И все рушится, как только слышу звяканье дверной цепочки.
Сука! Больше всего ненавижу свою соседку именно в те моменты, когда она возвращается домой.
Бряцанье в дверях продолжается невыносимо долго, пока наконец не достигает пронзительного крещендо. Дверь распахивается, и появляется расплывчатое пятно: светлые кудряшки и длинные ноги.
Аманда выпрямляется и изящным взмахом длинной руки отбрасывает назад кудряшки, поправляет белоснежную блузку и скромно одергивает подол юбки. Небрежно сунув ключи в сумочку, она предстает передо мной как образец уравновешенного совершенства. Но ее щеки, от природы бледные, словно фарфоровые, окрашены легким румянцем. Она явно выпила.
Аманда ослепительно улыбается.
— Ты сегодня нашла работу?
— Нет. А ты сегодня нашла парня? Улыбка гаснет. Демонстративно не замечая меня, она проходит в кухню.
Слышу, как Аманда гремит там чем-то.

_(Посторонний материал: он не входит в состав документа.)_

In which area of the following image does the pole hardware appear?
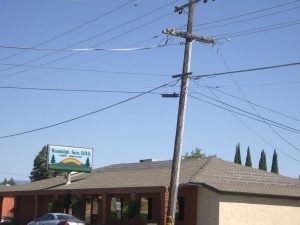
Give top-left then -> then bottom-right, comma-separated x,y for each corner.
162,28 -> 215,44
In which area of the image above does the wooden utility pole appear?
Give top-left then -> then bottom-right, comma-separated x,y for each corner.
163,1 -> 215,225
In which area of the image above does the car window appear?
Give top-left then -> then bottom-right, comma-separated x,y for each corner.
47,214 -> 55,221
36,214 -> 49,222
56,215 -> 77,221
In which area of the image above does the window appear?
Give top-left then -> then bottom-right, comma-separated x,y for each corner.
176,197 -> 184,221
111,197 -> 123,220
139,197 -> 152,220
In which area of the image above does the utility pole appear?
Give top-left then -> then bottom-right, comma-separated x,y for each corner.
162,1 -> 215,225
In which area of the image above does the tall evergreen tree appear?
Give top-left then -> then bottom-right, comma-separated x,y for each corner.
8,177 -> 16,186
259,150 -> 267,171
85,157 -> 90,167
2,178 -> 8,185
245,146 -> 252,167
51,154 -> 56,164
29,146 -> 52,182
271,150 -> 279,174
234,143 -> 242,164
1,177 -> 16,186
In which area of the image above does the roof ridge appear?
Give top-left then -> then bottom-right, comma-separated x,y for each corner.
189,157 -> 215,182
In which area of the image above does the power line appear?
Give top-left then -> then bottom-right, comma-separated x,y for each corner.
0,1 -> 178,80
189,94 -> 300,164
214,19 -> 300,39
191,61 -> 300,79
230,68 -> 300,153
199,86 -> 300,123
0,0 -> 135,63
191,91 -> 300,135
0,171 -> 28,178
192,5 -> 300,32
0,86 -> 162,95
0,63 -> 169,77
204,81 -> 300,88
0,79 -> 178,139
193,0 -> 300,28
4,35 -> 167,86
214,47 -> 300,154
0,43 -> 178,52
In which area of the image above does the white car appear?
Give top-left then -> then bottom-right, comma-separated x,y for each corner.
27,213 -> 87,225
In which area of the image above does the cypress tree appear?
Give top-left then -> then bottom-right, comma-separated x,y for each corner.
259,150 -> 267,171
234,143 -> 242,164
245,146 -> 252,167
271,150 -> 279,174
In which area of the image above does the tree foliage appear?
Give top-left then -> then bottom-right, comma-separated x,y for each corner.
29,146 -> 52,182
184,148 -> 206,159
245,146 -> 252,167
51,154 -> 56,164
1,177 -> 16,186
271,150 -> 279,174
234,143 -> 242,164
259,150 -> 267,171
85,157 -> 90,167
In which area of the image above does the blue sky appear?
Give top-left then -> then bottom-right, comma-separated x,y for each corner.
0,0 -> 299,181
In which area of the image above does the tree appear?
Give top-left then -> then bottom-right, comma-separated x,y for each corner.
1,177 -> 16,186
234,143 -> 242,164
259,150 -> 267,171
30,146 -> 52,182
8,177 -> 16,186
245,146 -> 252,167
51,154 -> 56,164
184,148 -> 206,159
2,178 -> 8,185
271,150 -> 279,174
85,157 -> 90,167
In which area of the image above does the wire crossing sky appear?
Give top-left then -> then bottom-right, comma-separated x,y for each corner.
0,0 -> 299,180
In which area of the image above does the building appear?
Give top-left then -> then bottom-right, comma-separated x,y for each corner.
0,191 -> 14,222
0,157 -> 300,225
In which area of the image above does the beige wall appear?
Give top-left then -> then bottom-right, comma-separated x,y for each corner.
197,187 -> 300,225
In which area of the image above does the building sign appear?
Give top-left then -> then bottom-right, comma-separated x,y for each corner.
47,145 -> 93,173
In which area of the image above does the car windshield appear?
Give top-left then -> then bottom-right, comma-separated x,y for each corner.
56,215 -> 78,221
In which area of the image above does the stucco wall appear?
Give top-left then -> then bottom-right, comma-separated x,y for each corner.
197,187 -> 219,225
197,187 -> 300,225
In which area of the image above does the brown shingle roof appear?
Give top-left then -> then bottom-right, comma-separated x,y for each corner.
1,157 -> 300,198
191,157 -> 300,198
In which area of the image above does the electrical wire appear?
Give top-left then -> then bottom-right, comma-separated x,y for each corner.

Скрипит дверца холодильника, хлопает дверца шкафа, звенит металлическая посуда. Я раздраженно прибавляю звук телевизора.
— Эй! — Аманда просовывает белокурую головку в гостиную. — Не знаешь, что случилось с вином? Я помню, что со вчерашнего дня оставалось как минимум полбутылки.
Поздно изображать невинность. Бокал с вином в дюйме от моих губ. Пустая бутылка — на кофейном столике, не далее чем в футе от меня.
Аманда хмурится, скрестив руки на груди. Слышу, как на заднем плане Дастин Хофман отчаянно умоляет дать ему роль: «Хотите, чтобы я стал повыше? Я могу стать выше!» Я бы захихикала, если бы меня не жег суровый, ядовитый взгляд Аманды.
Она кивнула в сторону экрана:
— Что это ты смотришь?
— «Тутси».
— Н-да, думаю, этот номер не пройдет.
Аманда хватает пульт и выключает телевизор. И перспектива тихого вечера гаснет вместе с экраном.
— Думаю, нам следует пройтись.
— Нет.
— Почему? Тебе вроде не надо завтра вставать с утра пораньше.
— Но тебе надо, — с надеждой напоминаю я.
Она закатывает глаза.
— Ничего, справлюсь.
Я прекрасно понимаю, что обречена на поражение в этом поединке.
— Куда ты хочешь сходить?
— У одного моего приятеля вечеринка в Трайбеке.
— В Трайбеке? — морщусь я. — Нужно переодеваться?
— Конечно, нужно! Ты же в халате!
— Можно надеть джинсы?
— Замечательно! — Аманда гневно всплескивает изящными наманикюренными ручками. — Надень джинсы!
Бар в Трайбеке не такой противный, как я опасалась. В прошлый раз, вытащив меня в этот район, Аманда нашла местечко, обозначенное в рекламных буклетах как «Лучшая тусовка одиночек». Оно не имело ни названия, ни вывески, только серебряный значок над входом. Что еще хуже, внутри все было словно вытесано изо льда. Холодное, блестящее и отвратительно прозрачное. Весь вечер я провела в напряжении, стараясь не задеть острых краев предметов, постоянно опасаясь разбить бокал с мартини, задевая шваброобразных девиц-моделей на шестидюймовых каблуках и мужчин в скользких шелковых шортах. Неудивительно, что, пробираясь в заднюю комнату, я наткнулась на ничего не подозревающую женщину. Я начала истово извиняться, но тут смекнула, что бедняжка, в которую врезалась, лишь мое отражение в зеркале. Задняя комната оказалась миражом.